This post is a tutorial demonstrating how to use Grad-CAM (Gradient-weighted Class Activation Mapping) for interpreting the output of a neural network. Grad-CAM is a visualization technique that highlights the regions a convolutional neural network (CNN) relied upon most to make predictions. While Grad-CAM is applicable to any CNN, it is predominantly employed with image classification models. This tutorial utilizes PyTorch for implementation, but I made a parallel tutorial that works with TensorFlow.
Table of Contents
- Load the Image
- Create a Model
- Preprocess the Image
- Predict the Top Class
- Determine the Target Layer
- Create Grad-CAM Model
- Create Grad-CAM Model and Compute Heatmap
- Visualize the Heatmap
import json
import urllib.request
import cv2
import matplotlib.pyplot as plt
import numpy as np
import requests
import torch
import torch.nn as nn
import torchvision.models as models
import torchvision.transforms as transforms
from PIL import Image
from pyxtend import struct
from torchvision.models.resnet import ResNet18_Weights
Load the Image
We’ll pull the image from a remote URL so it’s easy to use.
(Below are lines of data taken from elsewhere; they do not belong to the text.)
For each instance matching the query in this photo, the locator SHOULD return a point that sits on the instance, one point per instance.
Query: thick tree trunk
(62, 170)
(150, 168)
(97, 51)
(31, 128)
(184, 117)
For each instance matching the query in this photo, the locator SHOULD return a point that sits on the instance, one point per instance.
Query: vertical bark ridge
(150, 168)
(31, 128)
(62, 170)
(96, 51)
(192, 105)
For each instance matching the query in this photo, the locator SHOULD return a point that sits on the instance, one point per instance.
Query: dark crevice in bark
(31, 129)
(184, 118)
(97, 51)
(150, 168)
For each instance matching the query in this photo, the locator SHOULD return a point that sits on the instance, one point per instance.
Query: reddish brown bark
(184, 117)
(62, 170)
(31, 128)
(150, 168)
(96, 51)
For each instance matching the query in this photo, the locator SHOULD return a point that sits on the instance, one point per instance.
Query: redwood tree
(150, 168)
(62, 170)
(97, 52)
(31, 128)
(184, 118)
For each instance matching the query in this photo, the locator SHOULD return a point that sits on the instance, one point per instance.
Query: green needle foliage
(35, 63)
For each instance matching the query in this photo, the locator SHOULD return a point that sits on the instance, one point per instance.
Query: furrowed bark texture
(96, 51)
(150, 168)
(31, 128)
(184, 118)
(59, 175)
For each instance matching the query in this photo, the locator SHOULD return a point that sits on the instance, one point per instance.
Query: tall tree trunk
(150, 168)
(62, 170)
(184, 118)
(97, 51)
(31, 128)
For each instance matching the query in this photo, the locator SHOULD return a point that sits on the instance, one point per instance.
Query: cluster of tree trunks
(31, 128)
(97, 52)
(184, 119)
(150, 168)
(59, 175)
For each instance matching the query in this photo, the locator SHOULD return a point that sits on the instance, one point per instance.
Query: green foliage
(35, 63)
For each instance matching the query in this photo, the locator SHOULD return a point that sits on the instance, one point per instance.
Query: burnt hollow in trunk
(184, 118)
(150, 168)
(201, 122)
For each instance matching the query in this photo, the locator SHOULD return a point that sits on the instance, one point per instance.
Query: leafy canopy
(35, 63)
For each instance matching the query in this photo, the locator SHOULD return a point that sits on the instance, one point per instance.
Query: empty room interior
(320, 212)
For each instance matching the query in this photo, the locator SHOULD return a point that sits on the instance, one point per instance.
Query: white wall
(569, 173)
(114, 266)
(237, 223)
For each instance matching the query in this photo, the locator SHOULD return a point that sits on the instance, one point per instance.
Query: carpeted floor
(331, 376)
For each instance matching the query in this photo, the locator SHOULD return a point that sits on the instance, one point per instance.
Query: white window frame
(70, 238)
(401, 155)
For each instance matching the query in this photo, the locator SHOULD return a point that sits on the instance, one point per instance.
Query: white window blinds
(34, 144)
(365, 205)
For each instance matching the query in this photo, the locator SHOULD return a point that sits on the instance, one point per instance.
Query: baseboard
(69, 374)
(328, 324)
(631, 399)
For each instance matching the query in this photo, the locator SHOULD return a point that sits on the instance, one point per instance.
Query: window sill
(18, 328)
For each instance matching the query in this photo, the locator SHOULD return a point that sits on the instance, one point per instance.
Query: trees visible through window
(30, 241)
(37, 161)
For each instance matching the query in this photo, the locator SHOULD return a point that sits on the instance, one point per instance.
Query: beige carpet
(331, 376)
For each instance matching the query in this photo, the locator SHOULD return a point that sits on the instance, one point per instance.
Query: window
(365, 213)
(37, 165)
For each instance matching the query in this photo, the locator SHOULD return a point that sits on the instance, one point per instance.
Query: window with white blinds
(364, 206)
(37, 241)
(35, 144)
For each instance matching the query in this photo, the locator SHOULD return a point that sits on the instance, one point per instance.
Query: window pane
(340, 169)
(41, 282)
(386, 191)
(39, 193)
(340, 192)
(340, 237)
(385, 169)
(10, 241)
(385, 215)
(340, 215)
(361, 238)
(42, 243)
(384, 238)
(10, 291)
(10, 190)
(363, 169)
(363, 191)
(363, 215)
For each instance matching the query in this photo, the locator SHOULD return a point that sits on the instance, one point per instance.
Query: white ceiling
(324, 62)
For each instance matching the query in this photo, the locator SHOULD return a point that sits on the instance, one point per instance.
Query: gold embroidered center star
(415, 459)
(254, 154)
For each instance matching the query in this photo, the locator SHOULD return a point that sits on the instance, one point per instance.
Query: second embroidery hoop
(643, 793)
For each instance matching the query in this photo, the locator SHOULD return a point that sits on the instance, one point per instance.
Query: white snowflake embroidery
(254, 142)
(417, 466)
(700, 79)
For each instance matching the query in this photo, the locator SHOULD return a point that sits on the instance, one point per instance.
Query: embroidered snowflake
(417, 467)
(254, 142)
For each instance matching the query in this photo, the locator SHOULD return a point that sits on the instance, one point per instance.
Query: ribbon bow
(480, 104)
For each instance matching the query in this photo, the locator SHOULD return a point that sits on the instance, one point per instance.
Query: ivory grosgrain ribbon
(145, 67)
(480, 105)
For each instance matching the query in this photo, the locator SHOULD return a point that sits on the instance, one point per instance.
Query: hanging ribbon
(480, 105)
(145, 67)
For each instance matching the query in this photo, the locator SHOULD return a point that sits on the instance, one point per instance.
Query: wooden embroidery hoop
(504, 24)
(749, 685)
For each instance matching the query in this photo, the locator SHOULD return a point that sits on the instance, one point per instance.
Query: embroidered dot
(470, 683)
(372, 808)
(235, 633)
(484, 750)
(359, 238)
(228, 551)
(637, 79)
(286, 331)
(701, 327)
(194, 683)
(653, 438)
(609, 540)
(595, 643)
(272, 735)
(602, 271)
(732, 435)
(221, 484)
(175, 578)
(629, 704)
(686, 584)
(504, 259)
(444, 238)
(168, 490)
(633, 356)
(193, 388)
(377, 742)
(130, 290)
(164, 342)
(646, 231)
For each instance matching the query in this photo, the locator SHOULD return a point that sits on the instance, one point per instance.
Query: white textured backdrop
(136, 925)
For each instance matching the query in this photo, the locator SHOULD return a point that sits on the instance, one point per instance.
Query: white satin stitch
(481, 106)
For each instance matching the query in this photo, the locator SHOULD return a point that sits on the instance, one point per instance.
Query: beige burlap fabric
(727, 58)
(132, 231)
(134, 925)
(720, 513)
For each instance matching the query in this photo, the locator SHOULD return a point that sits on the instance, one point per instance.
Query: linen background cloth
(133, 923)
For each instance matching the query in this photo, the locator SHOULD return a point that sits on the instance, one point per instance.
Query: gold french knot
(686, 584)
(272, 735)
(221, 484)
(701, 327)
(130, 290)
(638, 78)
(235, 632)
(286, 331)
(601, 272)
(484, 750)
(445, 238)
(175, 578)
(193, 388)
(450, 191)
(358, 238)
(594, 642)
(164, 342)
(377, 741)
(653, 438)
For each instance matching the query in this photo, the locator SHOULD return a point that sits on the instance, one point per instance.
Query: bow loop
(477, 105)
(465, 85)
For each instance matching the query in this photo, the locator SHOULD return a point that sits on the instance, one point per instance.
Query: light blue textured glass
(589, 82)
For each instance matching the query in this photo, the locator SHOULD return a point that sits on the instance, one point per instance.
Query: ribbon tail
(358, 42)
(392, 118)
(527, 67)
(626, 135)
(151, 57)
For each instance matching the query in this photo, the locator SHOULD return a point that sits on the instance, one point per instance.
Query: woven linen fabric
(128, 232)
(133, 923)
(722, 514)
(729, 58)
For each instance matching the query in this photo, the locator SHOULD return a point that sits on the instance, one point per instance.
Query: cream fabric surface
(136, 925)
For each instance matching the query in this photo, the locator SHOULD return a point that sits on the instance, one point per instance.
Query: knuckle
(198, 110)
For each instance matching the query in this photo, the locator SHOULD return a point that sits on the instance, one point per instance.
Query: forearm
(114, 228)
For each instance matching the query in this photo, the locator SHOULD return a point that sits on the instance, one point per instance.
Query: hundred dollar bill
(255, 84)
IMAGE_URL = "https://raw.githubusercontent.com/jss367/files/main/cat_and_dog_hats.png"
img_path = 'cat_and_dog_hats.png'
with urllib.request.urlopen(IMAGE_URL) as response, open(img_path, "wb") as out_file:
out_file.write(response.read())
input_image = Image.open(img_path)
input_image
This image has a few different objects in it, which might not be ideal for an image classification demo. But I’m going to use it so we can look at how to focus on specific classes within an image.
Create a Model
For this tutorial, we will use a pre-trained ResNet-18 model, but you can use any other pre-trained model. Make sure that the model is in evaluation mode.
model = models.resnet18(weights=ResNet18_Weights.DEFAULT)
model.eval();
Preprocess the Image
Define the input transformation pipeline, which will be applied to the input image:
IMAGENET_MEAN_VALUES = [0.485, 0.456, 0.406]
IMAGENET_STD_VALUES = [0.229, 0.224, 0.225]
preprocess = transforms.Compose(
[
transforms.Resize((224, 224)),
transforms.ToTensor(),
transforms.Normalize(mean=IMAGENET_MEAN_VALUES, std=IMAGENET_STD_VALUES),
]
)
Apply pre-processing and convert it into a batch of size 1.
input_tensor = preprocess(input_image)
input_batch = input_tensor.unsqueeze(0)
Predict the Top Class
Now let’s make a prediction.
logits = model(input_batch)
struct(logits)
{'Tensor': ['torch.float32, shape=(1, 1000)']}
probs = torch.softmax(logits, dim=1)
pred_class_idx = torch.argmax(probs, dim=1).item()
predicted_prob = probs[0, pred_class_idx].item()
We can download the class labels to see what this corresponds to.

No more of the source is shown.